Di tengah melanglang buananya berdakwah, berhasil menyadarkan jutaan manusia dari kelalaian, saat mereka siap bergerak di bawah pimpinannya, seseorang bertanya kepada Hasan Al-Banna, "Apakah anda akan melihat buah kemenangan?"
"Tidak di generasiku atau di generasimu, tetapi pada generasi-generasi sesudah itu." Itulah jawaban Hasan Al-Banna dengan tenang dan penuh keyakinan.
Di saat raja Mesir dan penjajah Inggris ingin berupaya membunuh Hasan Al-Banna. Dua pekan sebelum pembunuhannya, seseorang bertanya, "Wahai ustadz, banyak isu-isu tentang engkau dan apa yang akan terjadi terhadap engkau."

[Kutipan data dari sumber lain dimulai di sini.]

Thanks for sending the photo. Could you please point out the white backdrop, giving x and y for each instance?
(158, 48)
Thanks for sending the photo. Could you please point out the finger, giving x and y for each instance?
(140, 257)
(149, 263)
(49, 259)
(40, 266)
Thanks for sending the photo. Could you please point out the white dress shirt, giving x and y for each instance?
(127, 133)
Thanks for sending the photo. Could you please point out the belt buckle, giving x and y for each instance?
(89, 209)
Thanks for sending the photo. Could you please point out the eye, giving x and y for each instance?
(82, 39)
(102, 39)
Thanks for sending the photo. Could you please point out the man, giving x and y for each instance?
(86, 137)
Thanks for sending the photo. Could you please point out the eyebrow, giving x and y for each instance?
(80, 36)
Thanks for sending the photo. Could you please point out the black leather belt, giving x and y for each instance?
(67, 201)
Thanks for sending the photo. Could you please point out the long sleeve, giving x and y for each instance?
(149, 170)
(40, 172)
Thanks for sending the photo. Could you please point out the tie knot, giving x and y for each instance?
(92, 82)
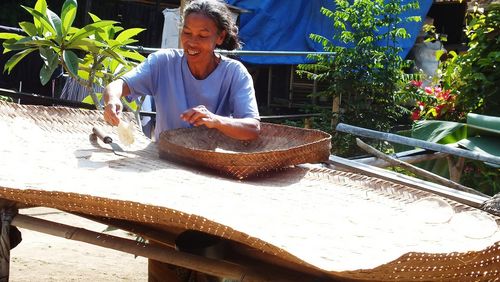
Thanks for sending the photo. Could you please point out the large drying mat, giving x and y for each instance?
(345, 225)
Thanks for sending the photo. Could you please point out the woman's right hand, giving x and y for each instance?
(112, 111)
(111, 96)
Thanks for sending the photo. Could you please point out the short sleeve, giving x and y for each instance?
(243, 102)
(141, 80)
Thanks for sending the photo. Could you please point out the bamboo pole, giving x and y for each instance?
(472, 200)
(374, 161)
(166, 255)
(4, 245)
(416, 143)
(416, 170)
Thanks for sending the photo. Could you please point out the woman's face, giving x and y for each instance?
(200, 36)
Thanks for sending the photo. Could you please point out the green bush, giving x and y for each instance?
(365, 75)
(475, 74)
(91, 55)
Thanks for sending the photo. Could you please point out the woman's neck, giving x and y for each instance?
(202, 70)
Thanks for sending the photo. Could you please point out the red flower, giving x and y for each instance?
(416, 83)
(438, 109)
(415, 115)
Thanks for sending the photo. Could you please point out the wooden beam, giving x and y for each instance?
(378, 162)
(167, 255)
(412, 182)
(418, 171)
(359, 131)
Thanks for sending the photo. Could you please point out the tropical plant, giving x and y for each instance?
(474, 74)
(5, 98)
(366, 68)
(431, 102)
(93, 54)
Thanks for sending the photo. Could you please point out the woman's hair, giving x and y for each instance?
(220, 14)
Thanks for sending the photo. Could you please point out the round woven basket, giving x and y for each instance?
(276, 147)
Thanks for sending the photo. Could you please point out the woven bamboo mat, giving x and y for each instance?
(343, 224)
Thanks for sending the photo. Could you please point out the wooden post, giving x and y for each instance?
(417, 170)
(290, 88)
(359, 131)
(269, 84)
(159, 253)
(335, 111)
(455, 168)
(181, 12)
(6, 215)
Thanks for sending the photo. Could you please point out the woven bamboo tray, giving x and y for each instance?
(277, 146)
(338, 225)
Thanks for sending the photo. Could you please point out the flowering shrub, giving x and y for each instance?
(431, 102)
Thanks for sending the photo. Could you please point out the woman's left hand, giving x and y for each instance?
(200, 115)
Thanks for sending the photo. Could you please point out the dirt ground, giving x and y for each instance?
(42, 257)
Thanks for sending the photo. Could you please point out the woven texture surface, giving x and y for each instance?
(343, 224)
(277, 147)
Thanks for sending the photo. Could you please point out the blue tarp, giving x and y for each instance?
(273, 25)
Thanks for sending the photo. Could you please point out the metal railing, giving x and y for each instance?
(149, 50)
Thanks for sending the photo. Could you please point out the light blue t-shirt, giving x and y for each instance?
(165, 75)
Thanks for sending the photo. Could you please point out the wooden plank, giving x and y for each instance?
(378, 162)
(418, 171)
(459, 196)
(359, 131)
(219, 268)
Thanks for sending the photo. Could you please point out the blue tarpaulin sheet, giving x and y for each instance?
(273, 25)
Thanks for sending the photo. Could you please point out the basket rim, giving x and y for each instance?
(325, 137)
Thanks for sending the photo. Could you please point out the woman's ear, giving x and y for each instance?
(221, 37)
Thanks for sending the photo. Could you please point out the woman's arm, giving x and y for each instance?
(237, 128)
(113, 105)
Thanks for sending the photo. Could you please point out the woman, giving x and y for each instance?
(194, 86)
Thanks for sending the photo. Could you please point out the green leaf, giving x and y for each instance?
(94, 17)
(112, 54)
(443, 132)
(68, 14)
(128, 33)
(132, 55)
(16, 58)
(7, 35)
(71, 61)
(41, 7)
(86, 44)
(50, 63)
(91, 28)
(55, 21)
(88, 99)
(44, 22)
(29, 28)
(485, 121)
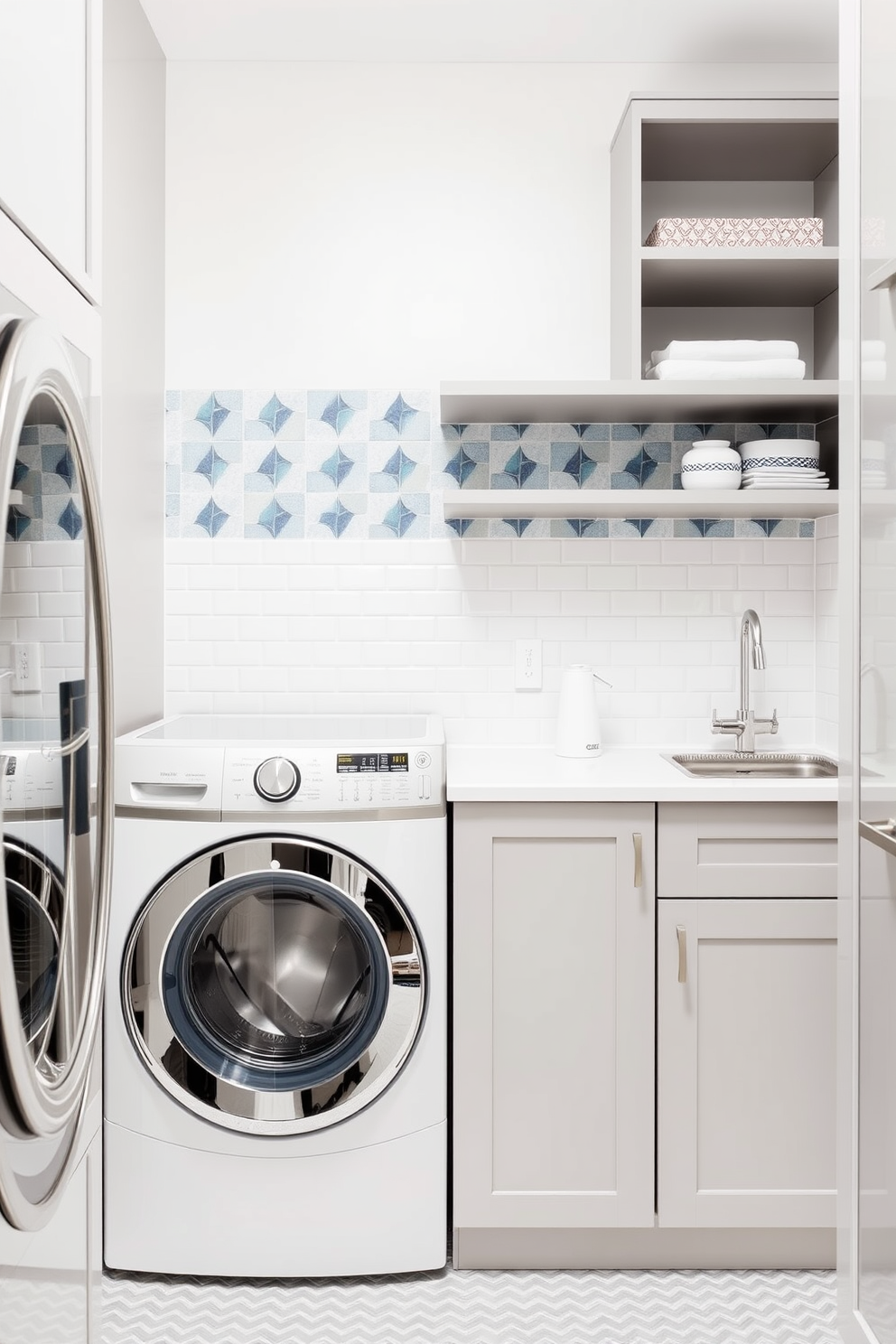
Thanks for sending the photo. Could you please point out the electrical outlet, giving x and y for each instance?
(26, 667)
(527, 666)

"Apa yang akan terjadi? Apakah pembunuhan? Sesungguhnya kita tahu bahwa itu syahid, dan itu adalah cita-cita kita." Ungkap Hasan Al-Banna.
"Bagaimana dengan dakwah?" Ungkap orang itu.
"Aku telah menyelesaikan tugasku dan aku telah meninggalkan rijal (pejuang) dan aku melihat mereka dengan mata kepalaku bahwa mereka benar-benar rijal. Aku akan mati sekarang dengan tenang dan yang aku inginkan adalah aku mati syahid."
Dua pekan setelah perbincangan tersebut. Ada undangan dari pejabat Mesir untuk bertemu. Di malam hari sebelum pertemuan tersebut, Hasan Al-Banna bermimpi bertemu dan disambut oleh Ali bin Abi Thalib. Di pagi harinya, banyak yang menghalanginya agar tidak bertemu dengan pejabat Mesir tersebut. Namun dia tetap menepati janjinya.
Di saat sedang menunggu tersebut, seseorang dari dalam mobil memberondong dirinya dengan senjata. Darahnya pun bersimbah. Itulah cita-cita yang diridukannya.